Facial expressions and identification of the emotions

The speed at which we produce facial expressions plays an essential role in identifying emotions in other individuals, as demonstrated in a recent study at the University of Birmingham.

The research revealed that people tend to produce sad faces slowly.  In contrast, happy and angry expressions are made more rapidly.

Our ability to develop judgments about the facial expressions of other individuals is closely related to the speeds at which those expressions are produced and to how we would make those expressions ourselves.

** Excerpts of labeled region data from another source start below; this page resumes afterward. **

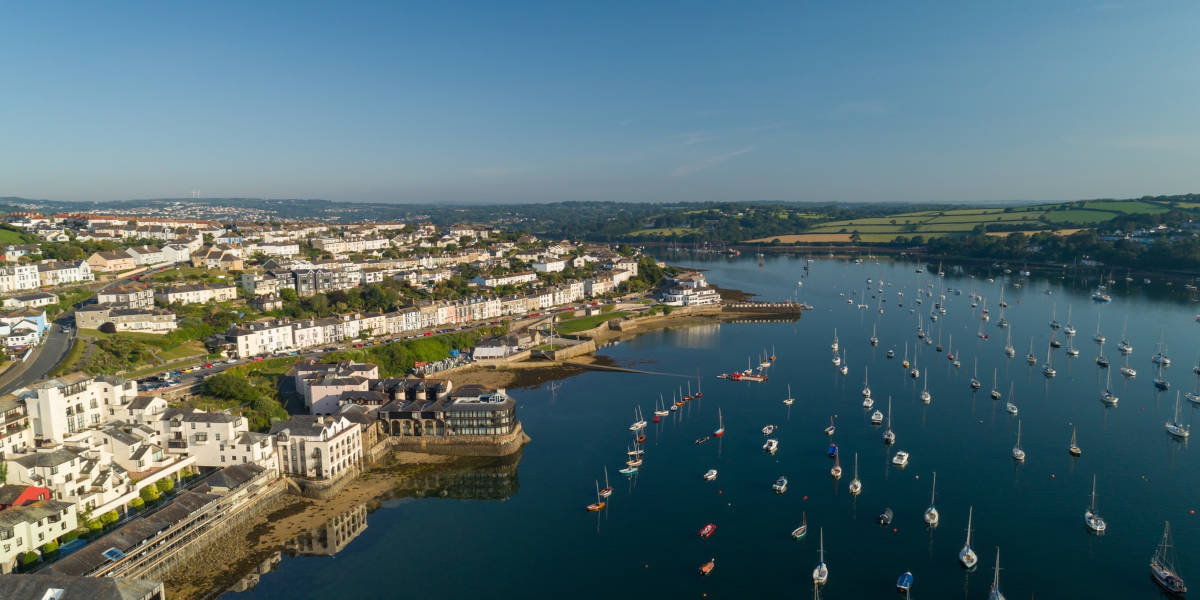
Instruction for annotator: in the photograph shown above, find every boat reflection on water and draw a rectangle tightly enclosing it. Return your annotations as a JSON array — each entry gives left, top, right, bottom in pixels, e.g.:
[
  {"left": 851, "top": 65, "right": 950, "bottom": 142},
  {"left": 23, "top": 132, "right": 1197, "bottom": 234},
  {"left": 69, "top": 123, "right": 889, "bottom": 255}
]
[
  {"left": 380, "top": 451, "right": 522, "bottom": 506},
  {"left": 226, "top": 451, "right": 522, "bottom": 592}
]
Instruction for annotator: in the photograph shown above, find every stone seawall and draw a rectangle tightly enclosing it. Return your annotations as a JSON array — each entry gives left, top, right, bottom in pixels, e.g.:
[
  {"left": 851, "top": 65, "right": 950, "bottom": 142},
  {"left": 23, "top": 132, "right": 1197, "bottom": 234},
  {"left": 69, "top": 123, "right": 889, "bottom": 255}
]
[
  {"left": 388, "top": 424, "right": 530, "bottom": 456},
  {"left": 136, "top": 479, "right": 287, "bottom": 581}
]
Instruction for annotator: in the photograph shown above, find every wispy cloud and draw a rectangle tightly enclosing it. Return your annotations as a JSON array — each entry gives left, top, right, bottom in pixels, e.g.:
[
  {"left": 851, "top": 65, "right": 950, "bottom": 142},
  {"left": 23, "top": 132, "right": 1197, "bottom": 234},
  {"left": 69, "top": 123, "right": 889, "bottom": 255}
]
[
  {"left": 671, "top": 146, "right": 754, "bottom": 178},
  {"left": 829, "top": 100, "right": 888, "bottom": 119},
  {"left": 1108, "top": 133, "right": 1200, "bottom": 150},
  {"left": 473, "top": 167, "right": 522, "bottom": 176}
]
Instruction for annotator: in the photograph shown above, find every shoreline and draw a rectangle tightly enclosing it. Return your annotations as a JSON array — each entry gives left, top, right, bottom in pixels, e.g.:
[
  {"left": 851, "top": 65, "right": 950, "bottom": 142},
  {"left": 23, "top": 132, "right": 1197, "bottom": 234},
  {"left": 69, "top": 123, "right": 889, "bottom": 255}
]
[
  {"left": 163, "top": 297, "right": 796, "bottom": 599},
  {"left": 163, "top": 451, "right": 463, "bottom": 599}
]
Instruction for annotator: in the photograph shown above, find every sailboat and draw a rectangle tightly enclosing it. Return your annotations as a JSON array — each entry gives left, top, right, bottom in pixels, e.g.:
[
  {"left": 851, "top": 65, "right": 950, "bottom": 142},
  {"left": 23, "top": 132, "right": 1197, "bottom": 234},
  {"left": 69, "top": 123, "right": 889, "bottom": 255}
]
[
  {"left": 812, "top": 528, "right": 829, "bottom": 586},
  {"left": 1100, "top": 371, "right": 1120, "bottom": 407},
  {"left": 1154, "top": 362, "right": 1171, "bottom": 390},
  {"left": 883, "top": 396, "right": 896, "bottom": 445},
  {"left": 988, "top": 547, "right": 1004, "bottom": 600},
  {"left": 587, "top": 481, "right": 605, "bottom": 512},
  {"left": 1013, "top": 420, "right": 1025, "bottom": 462},
  {"left": 1117, "top": 317, "right": 1133, "bottom": 354},
  {"left": 1150, "top": 521, "right": 1188, "bottom": 594},
  {"left": 1165, "top": 391, "right": 1192, "bottom": 439},
  {"left": 959, "top": 506, "right": 979, "bottom": 569},
  {"left": 925, "top": 470, "right": 941, "bottom": 527},
  {"left": 629, "top": 407, "right": 646, "bottom": 431},
  {"left": 654, "top": 394, "right": 671, "bottom": 422},
  {"left": 600, "top": 466, "right": 612, "bottom": 498},
  {"left": 1084, "top": 475, "right": 1109, "bottom": 533},
  {"left": 1042, "top": 347, "right": 1058, "bottom": 379},
  {"left": 850, "top": 452, "right": 863, "bottom": 496},
  {"left": 792, "top": 511, "right": 809, "bottom": 540},
  {"left": 920, "top": 368, "right": 934, "bottom": 404}
]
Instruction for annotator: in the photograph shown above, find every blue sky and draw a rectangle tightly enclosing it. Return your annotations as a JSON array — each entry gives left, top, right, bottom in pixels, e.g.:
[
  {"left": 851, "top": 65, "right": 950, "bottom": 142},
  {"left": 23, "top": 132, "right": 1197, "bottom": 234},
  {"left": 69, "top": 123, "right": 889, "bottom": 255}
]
[{"left": 0, "top": 1, "right": 1200, "bottom": 203}]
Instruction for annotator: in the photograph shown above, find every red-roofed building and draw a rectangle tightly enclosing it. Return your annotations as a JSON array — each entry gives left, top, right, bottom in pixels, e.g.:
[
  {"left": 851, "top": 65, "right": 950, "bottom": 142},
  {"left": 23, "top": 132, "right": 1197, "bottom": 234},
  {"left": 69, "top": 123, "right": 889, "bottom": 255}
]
[{"left": 0, "top": 484, "right": 50, "bottom": 510}]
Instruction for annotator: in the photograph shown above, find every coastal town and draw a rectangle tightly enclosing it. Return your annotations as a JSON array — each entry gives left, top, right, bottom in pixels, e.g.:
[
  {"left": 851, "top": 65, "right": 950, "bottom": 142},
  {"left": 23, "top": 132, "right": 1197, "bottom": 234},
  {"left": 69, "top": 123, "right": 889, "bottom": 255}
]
[{"left": 0, "top": 207, "right": 768, "bottom": 598}]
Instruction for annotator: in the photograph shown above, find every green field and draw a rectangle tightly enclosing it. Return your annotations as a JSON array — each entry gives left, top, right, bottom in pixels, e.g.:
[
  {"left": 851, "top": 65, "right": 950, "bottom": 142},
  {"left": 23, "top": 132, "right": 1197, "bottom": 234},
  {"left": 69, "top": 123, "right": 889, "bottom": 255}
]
[
  {"left": 554, "top": 311, "right": 626, "bottom": 334},
  {"left": 746, "top": 200, "right": 1176, "bottom": 244},
  {"left": 1044, "top": 209, "right": 1120, "bottom": 224},
  {"left": 0, "top": 229, "right": 26, "bottom": 244}
]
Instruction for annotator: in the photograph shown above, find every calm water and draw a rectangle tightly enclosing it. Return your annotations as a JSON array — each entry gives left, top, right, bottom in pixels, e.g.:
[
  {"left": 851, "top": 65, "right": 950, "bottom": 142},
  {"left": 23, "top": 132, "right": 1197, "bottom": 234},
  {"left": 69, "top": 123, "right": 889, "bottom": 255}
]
[{"left": 226, "top": 257, "right": 1200, "bottom": 600}]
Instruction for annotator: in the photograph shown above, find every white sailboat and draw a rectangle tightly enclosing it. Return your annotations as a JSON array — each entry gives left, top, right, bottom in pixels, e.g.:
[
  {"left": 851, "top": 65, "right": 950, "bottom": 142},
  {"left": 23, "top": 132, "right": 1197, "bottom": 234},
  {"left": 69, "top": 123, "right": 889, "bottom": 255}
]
[
  {"left": 1084, "top": 475, "right": 1109, "bottom": 533},
  {"left": 1004, "top": 382, "right": 1018, "bottom": 416},
  {"left": 883, "top": 396, "right": 896, "bottom": 445},
  {"left": 850, "top": 452, "right": 863, "bottom": 496},
  {"left": 988, "top": 547, "right": 1004, "bottom": 600},
  {"left": 1042, "top": 346, "right": 1058, "bottom": 379},
  {"left": 1013, "top": 420, "right": 1025, "bottom": 462},
  {"left": 812, "top": 528, "right": 829, "bottom": 586},
  {"left": 920, "top": 368, "right": 934, "bottom": 404},
  {"left": 1100, "top": 370, "right": 1120, "bottom": 407},
  {"left": 959, "top": 506, "right": 979, "bottom": 569},
  {"left": 925, "top": 470, "right": 941, "bottom": 527},
  {"left": 1165, "top": 391, "right": 1192, "bottom": 439}
]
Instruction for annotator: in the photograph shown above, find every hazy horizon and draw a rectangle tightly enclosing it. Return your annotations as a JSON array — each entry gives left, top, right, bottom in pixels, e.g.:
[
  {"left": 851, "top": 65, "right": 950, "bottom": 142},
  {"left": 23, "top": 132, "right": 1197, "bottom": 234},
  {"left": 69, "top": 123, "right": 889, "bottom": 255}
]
[{"left": 0, "top": 1, "right": 1200, "bottom": 204}]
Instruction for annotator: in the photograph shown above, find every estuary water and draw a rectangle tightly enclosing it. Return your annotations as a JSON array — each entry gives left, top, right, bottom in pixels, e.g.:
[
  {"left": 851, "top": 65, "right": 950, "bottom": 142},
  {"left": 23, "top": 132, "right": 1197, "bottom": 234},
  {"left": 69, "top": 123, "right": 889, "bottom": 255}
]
[{"left": 222, "top": 257, "right": 1200, "bottom": 600}]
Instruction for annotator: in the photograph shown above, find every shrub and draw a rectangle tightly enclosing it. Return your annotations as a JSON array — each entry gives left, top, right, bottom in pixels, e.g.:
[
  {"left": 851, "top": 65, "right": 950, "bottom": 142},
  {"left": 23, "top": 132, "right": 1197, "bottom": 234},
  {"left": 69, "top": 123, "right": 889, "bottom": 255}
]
[{"left": 139, "top": 486, "right": 158, "bottom": 502}]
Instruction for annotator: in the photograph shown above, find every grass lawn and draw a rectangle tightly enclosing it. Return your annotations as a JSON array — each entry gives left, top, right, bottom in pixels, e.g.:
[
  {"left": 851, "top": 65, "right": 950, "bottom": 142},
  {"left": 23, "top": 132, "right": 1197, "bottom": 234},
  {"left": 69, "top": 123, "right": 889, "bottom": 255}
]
[
  {"left": 0, "top": 229, "right": 25, "bottom": 244},
  {"left": 554, "top": 311, "right": 626, "bottom": 334},
  {"left": 1043, "top": 209, "right": 1118, "bottom": 224},
  {"left": 1084, "top": 200, "right": 1170, "bottom": 215}
]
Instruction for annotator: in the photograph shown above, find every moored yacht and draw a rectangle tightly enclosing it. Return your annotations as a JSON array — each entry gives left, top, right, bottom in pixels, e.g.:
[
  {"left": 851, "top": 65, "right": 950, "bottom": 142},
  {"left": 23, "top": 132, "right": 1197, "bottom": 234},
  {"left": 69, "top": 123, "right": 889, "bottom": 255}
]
[
  {"left": 925, "top": 470, "right": 941, "bottom": 527},
  {"left": 959, "top": 506, "right": 979, "bottom": 569},
  {"left": 1084, "top": 475, "right": 1109, "bottom": 534},
  {"left": 1013, "top": 420, "right": 1025, "bottom": 462}
]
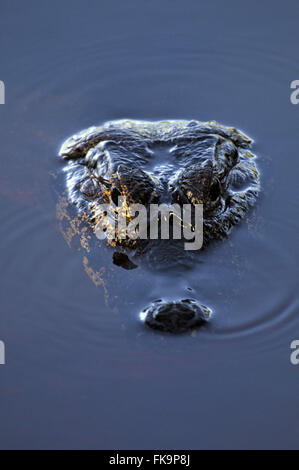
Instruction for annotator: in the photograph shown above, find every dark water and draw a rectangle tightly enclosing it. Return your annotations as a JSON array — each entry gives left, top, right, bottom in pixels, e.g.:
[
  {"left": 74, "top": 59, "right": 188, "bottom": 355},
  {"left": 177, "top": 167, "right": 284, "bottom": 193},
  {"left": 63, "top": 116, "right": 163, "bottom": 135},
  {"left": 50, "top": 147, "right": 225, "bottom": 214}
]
[{"left": 0, "top": 0, "right": 299, "bottom": 449}]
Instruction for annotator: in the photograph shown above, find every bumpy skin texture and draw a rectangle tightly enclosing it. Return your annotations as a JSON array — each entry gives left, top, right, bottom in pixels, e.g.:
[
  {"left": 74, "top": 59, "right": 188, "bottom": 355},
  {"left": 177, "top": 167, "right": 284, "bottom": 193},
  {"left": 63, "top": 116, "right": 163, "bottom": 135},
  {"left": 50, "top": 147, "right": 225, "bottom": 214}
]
[{"left": 60, "top": 120, "right": 259, "bottom": 331}]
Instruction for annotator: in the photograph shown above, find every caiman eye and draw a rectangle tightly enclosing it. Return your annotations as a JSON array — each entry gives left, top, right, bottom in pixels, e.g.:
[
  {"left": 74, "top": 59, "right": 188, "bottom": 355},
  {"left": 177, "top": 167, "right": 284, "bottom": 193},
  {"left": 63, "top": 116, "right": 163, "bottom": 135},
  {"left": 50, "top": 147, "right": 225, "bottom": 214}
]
[
  {"left": 111, "top": 188, "right": 121, "bottom": 206},
  {"left": 210, "top": 180, "right": 221, "bottom": 201}
]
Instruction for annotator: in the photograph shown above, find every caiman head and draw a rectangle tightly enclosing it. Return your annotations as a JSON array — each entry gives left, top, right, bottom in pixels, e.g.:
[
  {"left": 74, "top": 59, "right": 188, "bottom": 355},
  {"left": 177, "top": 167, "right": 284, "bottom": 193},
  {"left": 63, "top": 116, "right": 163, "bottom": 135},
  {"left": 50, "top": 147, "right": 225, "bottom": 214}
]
[{"left": 60, "top": 121, "right": 259, "bottom": 332}]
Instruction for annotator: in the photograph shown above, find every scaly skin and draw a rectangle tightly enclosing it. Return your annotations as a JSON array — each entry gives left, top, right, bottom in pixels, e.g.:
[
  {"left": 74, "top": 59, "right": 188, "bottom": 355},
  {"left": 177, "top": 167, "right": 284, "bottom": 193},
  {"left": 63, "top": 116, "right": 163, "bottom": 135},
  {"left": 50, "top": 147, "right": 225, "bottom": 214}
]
[{"left": 59, "top": 120, "right": 259, "bottom": 331}]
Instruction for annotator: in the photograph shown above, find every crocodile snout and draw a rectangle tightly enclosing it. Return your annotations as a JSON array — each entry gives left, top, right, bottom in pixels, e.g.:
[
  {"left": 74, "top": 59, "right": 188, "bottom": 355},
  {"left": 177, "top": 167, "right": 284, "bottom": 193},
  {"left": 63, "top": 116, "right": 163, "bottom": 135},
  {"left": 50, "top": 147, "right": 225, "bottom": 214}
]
[{"left": 140, "top": 299, "right": 212, "bottom": 333}]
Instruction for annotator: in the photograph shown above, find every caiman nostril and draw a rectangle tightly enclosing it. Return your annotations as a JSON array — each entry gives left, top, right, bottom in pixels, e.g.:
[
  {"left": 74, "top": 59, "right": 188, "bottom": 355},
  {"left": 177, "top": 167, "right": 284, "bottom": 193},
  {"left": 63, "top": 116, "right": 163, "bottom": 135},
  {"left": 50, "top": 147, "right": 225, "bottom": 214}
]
[{"left": 140, "top": 299, "right": 211, "bottom": 333}]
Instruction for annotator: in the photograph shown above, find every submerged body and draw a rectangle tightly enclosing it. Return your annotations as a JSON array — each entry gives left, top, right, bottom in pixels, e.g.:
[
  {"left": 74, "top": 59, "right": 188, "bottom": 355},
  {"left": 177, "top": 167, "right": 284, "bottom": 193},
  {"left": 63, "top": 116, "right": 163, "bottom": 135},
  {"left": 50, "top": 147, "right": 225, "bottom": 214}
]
[{"left": 60, "top": 120, "right": 259, "bottom": 332}]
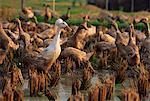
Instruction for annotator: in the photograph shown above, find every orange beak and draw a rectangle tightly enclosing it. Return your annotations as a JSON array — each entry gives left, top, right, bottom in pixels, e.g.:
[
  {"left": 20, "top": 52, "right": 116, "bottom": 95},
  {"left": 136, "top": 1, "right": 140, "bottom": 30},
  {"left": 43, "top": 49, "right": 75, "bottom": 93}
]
[{"left": 64, "top": 26, "right": 72, "bottom": 32}]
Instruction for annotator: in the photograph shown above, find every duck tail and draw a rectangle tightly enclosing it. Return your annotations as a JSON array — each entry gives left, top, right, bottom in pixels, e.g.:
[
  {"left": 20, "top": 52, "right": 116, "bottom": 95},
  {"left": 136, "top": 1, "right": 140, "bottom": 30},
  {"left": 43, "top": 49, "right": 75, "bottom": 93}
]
[{"left": 86, "top": 52, "right": 94, "bottom": 61}]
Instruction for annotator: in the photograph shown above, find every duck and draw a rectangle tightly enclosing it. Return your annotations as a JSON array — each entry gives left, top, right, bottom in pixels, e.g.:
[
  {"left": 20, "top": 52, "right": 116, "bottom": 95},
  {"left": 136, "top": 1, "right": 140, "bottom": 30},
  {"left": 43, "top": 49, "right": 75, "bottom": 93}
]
[
  {"left": 22, "top": 7, "right": 38, "bottom": 23},
  {"left": 61, "top": 47, "right": 94, "bottom": 62},
  {"left": 28, "top": 19, "right": 71, "bottom": 73},
  {"left": 44, "top": 5, "right": 52, "bottom": 22},
  {"left": 66, "top": 15, "right": 96, "bottom": 50},
  {"left": 125, "top": 24, "right": 140, "bottom": 66},
  {"left": 140, "top": 18, "right": 150, "bottom": 64},
  {"left": 0, "top": 23, "right": 19, "bottom": 50},
  {"left": 16, "top": 18, "right": 31, "bottom": 50},
  {"left": 98, "top": 31, "right": 115, "bottom": 44},
  {"left": 60, "top": 7, "right": 71, "bottom": 21},
  {"left": 110, "top": 20, "right": 127, "bottom": 59},
  {"left": 65, "top": 24, "right": 88, "bottom": 49}
]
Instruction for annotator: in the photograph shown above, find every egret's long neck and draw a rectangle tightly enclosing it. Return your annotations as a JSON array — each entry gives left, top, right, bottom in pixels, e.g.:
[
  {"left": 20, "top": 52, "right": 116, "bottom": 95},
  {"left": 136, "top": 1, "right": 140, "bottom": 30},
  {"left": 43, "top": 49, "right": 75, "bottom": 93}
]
[{"left": 53, "top": 26, "right": 61, "bottom": 43}]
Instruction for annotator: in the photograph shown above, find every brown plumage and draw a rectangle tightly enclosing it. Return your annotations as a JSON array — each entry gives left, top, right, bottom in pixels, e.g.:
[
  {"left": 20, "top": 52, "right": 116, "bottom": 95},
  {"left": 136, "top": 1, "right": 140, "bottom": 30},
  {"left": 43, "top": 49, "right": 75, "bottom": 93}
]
[
  {"left": 125, "top": 24, "right": 140, "bottom": 66},
  {"left": 60, "top": 7, "right": 71, "bottom": 21},
  {"left": 44, "top": 5, "right": 52, "bottom": 22}
]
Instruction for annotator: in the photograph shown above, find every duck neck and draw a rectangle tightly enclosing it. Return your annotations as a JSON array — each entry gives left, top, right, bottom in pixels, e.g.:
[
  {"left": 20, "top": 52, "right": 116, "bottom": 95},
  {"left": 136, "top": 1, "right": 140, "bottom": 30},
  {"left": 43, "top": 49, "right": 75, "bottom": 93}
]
[
  {"left": 18, "top": 21, "right": 24, "bottom": 34},
  {"left": 144, "top": 23, "right": 150, "bottom": 38},
  {"left": 67, "top": 8, "right": 70, "bottom": 15},
  {"left": 53, "top": 26, "right": 62, "bottom": 43},
  {"left": 128, "top": 32, "right": 134, "bottom": 44}
]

The researchers asked people to create facial expressions directed to a camera and tracked their facial movements using an open-source software called OpenFace. This technique permitted the determination of the speed of movements in regions of the face, which is known to be important in generating expressions.

OpenFace Web Demo

In this experiment, when the act of expression was speeded up, the performance of people got a better recognition of it as happy or angry. When it was slowed down,  they more accurately identified it as sad.

This research can potentially be useful for the early diagnosis of autism and Parkinson’s disease and in a range of artificial intelligence applications, such as facial recognition software.


Sowden, S., Schuster, B. A., Keating, C. T., Fraser, D. S., & Cook, J. L. (2021). The role of movement kinematics in facial emotion, expression production and recognition. Emotion.